Voting Rights For Illegal Immigrants -coming to a county near you!

May 20, 2010 19:45


The San Francisco Board of Supervisors wants immigrants who don’t have voting rights to cast ballots in school board elections if their children attend public schools in the northern California county. The president of the county’s Board of Supervisors, David Chiu, introduced the legislation this week.

From Judicial Watch

A major U.S. county that has long offered illegal immigrants official sanctuary wants to join a handful of others around the nation in granting them voting privileges reserved for American citizens.

The San Francisco Board of Supervisors wants immigrants who don’t have voting rights to cast ballots in school board elections if their children attend public schools in the northern California county. The president of the county’s Board of Supervisors, David Chiu, introduced the legislation this week.

The former president of San Francisco’s Board of Supervisors, Matt Gonzales, introduced a similar law six years ago but voters in the famously liberal California city by the bay narrowly rejected it. However, nearly half (49%) of the voters approved it and city leaders believe it will pass the second time around. They claim that one-third of the households with children in public schools is headed by parents who aren’t citizens.

Allowing them to vote in the Board of Education races would increase their involvement in their children’s education, Chiu says, and that in turn will “improve the quality of schools.” His recently introduced charter amendment is virtually identical to the 2004 proposal, which came dangerously close to being enacted.

Promoted as a “modest experiment in democracy”, that measure guarantees to empower the immigrant parents of children—many of them U.S.-born anchor babies—attending San Francisco public schools to have a say on how their children are educated. After all, immigrant voting has a long history that includes states and territories allowing the practice from 1776 to 1926, according to the San Francisco law’s authors.
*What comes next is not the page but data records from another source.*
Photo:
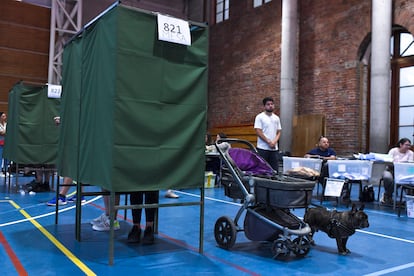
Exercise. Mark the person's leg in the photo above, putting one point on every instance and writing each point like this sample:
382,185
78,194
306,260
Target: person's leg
103,223
274,160
151,197
61,200
134,236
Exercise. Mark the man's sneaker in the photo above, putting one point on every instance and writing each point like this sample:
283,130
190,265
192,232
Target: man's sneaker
72,199
148,236
98,219
61,201
104,225
134,235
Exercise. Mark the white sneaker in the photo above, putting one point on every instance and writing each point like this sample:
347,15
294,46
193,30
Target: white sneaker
171,194
98,219
105,225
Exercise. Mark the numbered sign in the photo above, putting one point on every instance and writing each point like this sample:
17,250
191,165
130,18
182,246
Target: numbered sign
173,30
54,91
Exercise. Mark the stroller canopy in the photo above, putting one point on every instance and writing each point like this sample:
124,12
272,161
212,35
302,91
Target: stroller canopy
250,162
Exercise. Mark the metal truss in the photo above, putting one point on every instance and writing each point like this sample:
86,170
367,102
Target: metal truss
66,21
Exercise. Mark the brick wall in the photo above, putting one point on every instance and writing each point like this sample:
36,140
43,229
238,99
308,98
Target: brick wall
24,45
244,63
329,71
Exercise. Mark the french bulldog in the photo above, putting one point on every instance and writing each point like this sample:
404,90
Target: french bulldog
337,225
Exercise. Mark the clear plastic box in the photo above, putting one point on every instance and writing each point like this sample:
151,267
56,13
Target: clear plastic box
404,173
350,169
295,162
It’s still illegal for non U.S. citizens to vote in federal or statewide elections, though a handful of jurisdictions around the country have passed measures to allow it in local contests. They include municipalities in Illinois, Maryland, Massachusetts and New York. Under the 1996 Illegal Immigration Reform and Immigrant Responsibility Act, federal authorities can deport an alien who falsely claims to be a citizen in order to vote.